Question

You have 3.00 L of a 3.00 M solution of NaCl(aq) called solution A. You also have 2.00 L of a 2.00 M solution of AgNO3(aq) called solution B. You mix these solutions together, making solution C. Hint: AgCl is a precipitate. Calculate the concentrations (in M) of the following ions in solution C. NO3-

Answer 1

Answer:

The concentration of nitrate ions in solution is 0.8 M.

Explanation:

In solution A;

$NaCl(aq)\rightarrow Na^+(aq)+Cl^-(aq)$

Moles of sodium chloride in solution:

$3.00M=\frac{moles}{3.00L}$

Moles of sodium chloride = 9 mole

In solution B;

$AgNO_3(aq)\rightarrow Ag^+(aq)+NO_{3}^-(aq)$

Moles of sodium chloride in solution:

$2.00M=\frac{moles}{2.00L}$

Moles of sodium chloride = 4 mole

In solution C;

$AgNO_3+NaCl\rightarrow AgCl+NaNO_3$

1 mol of silver chloride reacts with 1 mol of sodium chloride to give 1 mol of silver chloride and 1 mol of sodium nitrate.

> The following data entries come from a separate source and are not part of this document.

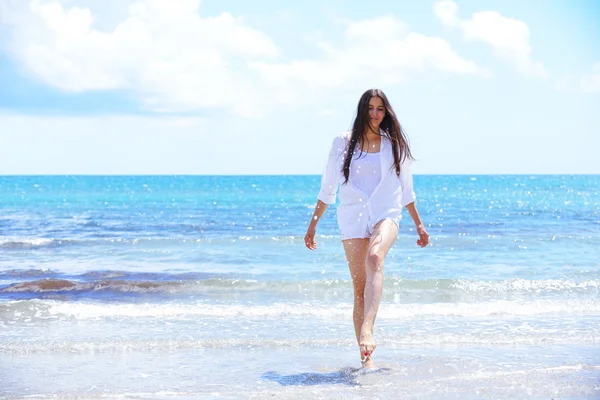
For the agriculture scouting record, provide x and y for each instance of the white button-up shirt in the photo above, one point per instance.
(358, 213)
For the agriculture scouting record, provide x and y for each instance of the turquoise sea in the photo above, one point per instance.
(186, 287)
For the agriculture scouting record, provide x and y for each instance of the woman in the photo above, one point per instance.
(372, 165)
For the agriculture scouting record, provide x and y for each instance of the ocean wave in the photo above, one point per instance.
(27, 243)
(211, 283)
(386, 341)
(79, 310)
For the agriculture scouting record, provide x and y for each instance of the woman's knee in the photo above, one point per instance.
(375, 260)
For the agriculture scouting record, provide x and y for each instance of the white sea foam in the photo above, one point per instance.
(17, 242)
(95, 310)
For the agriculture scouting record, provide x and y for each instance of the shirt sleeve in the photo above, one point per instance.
(330, 179)
(408, 194)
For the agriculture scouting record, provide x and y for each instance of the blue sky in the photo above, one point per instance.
(236, 87)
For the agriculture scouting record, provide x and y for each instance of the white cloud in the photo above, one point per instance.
(379, 51)
(163, 50)
(508, 37)
(591, 82)
(175, 60)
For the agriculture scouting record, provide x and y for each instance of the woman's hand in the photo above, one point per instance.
(423, 236)
(309, 238)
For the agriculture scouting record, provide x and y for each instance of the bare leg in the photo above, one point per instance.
(384, 235)
(356, 254)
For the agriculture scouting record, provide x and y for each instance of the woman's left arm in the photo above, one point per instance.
(408, 201)
(421, 231)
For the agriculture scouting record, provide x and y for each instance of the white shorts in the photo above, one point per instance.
(362, 233)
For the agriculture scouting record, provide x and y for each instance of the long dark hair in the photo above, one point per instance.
(390, 126)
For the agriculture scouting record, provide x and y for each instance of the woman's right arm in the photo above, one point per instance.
(309, 238)
(327, 193)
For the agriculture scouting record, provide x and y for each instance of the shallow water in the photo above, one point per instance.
(200, 287)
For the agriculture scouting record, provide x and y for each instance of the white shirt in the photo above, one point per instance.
(358, 212)
(365, 171)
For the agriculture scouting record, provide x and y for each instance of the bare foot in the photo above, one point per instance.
(367, 344)
(368, 363)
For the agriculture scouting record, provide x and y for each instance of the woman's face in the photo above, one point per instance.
(376, 112)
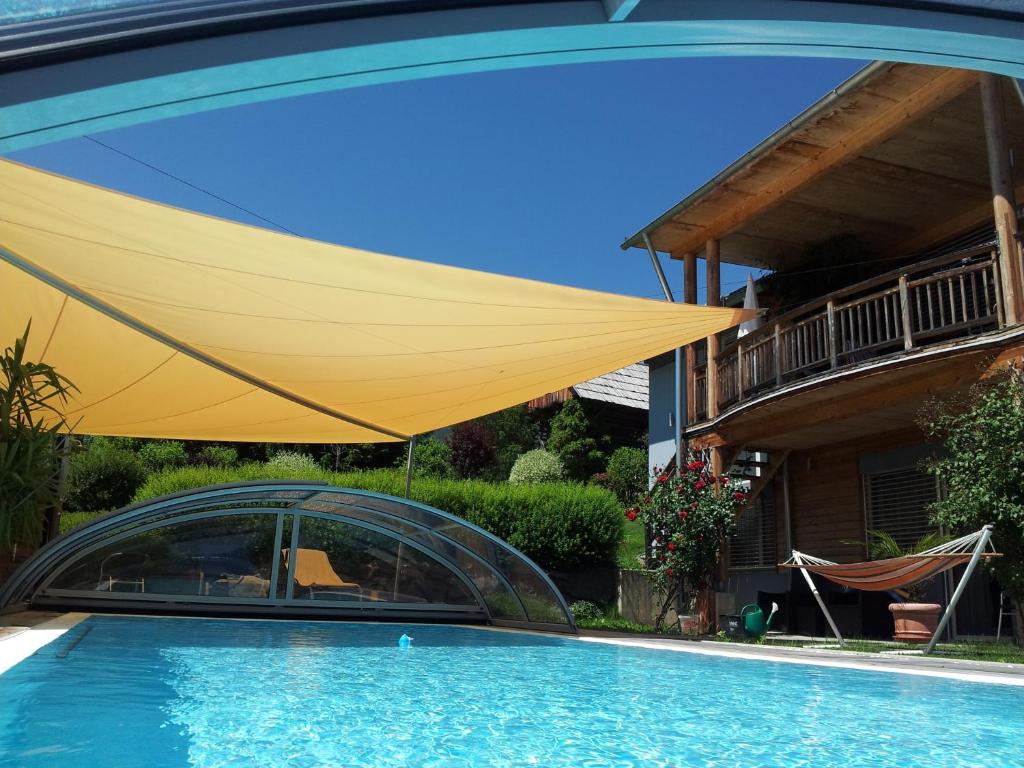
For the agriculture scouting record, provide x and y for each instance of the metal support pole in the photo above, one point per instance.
(986, 534)
(657, 269)
(679, 403)
(821, 603)
(409, 466)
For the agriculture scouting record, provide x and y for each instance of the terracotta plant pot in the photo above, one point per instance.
(914, 623)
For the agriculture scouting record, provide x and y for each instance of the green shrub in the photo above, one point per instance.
(102, 477)
(290, 461)
(571, 440)
(584, 610)
(628, 474)
(474, 453)
(160, 455)
(537, 466)
(432, 459)
(218, 456)
(562, 526)
(70, 520)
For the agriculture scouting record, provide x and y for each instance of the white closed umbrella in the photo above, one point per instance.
(748, 327)
(750, 302)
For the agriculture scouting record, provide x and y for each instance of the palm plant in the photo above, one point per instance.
(32, 400)
(881, 546)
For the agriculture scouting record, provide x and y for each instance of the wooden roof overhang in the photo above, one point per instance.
(894, 157)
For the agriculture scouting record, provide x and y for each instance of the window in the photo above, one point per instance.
(896, 502)
(339, 561)
(753, 546)
(225, 556)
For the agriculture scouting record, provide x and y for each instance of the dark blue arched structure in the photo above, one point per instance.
(68, 73)
(291, 548)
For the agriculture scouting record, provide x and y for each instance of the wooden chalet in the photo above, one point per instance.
(819, 406)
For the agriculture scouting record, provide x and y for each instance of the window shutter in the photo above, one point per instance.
(897, 503)
(753, 546)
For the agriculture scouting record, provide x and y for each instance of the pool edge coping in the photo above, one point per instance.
(861, 663)
(16, 648)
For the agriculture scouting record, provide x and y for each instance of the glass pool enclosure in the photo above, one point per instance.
(291, 548)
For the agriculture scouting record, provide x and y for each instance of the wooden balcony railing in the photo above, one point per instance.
(925, 303)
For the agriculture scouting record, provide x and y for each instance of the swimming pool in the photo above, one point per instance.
(160, 692)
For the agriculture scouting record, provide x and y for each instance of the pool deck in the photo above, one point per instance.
(24, 633)
(981, 672)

Then 4 mol silver chloride reacts with 4 mol of sodium chloride to give 4 mol of silver chloride and 4 mol of sodium nitrate.

1 mol silver nitrate gives 1 mol of nitrate ions.

So, 4 moles of silver nitrate will gives 4 mole of nitrate.

Total volume of solution = 3.00 L+ 2.00 L = 5.00 L

Concentration of nitrate ions in solution:

$[NO_{3}^-]=\frac{4 mol}{5 L}=0.8 mol/L$

The concentration of nitrate ions in solution is 0.8 M.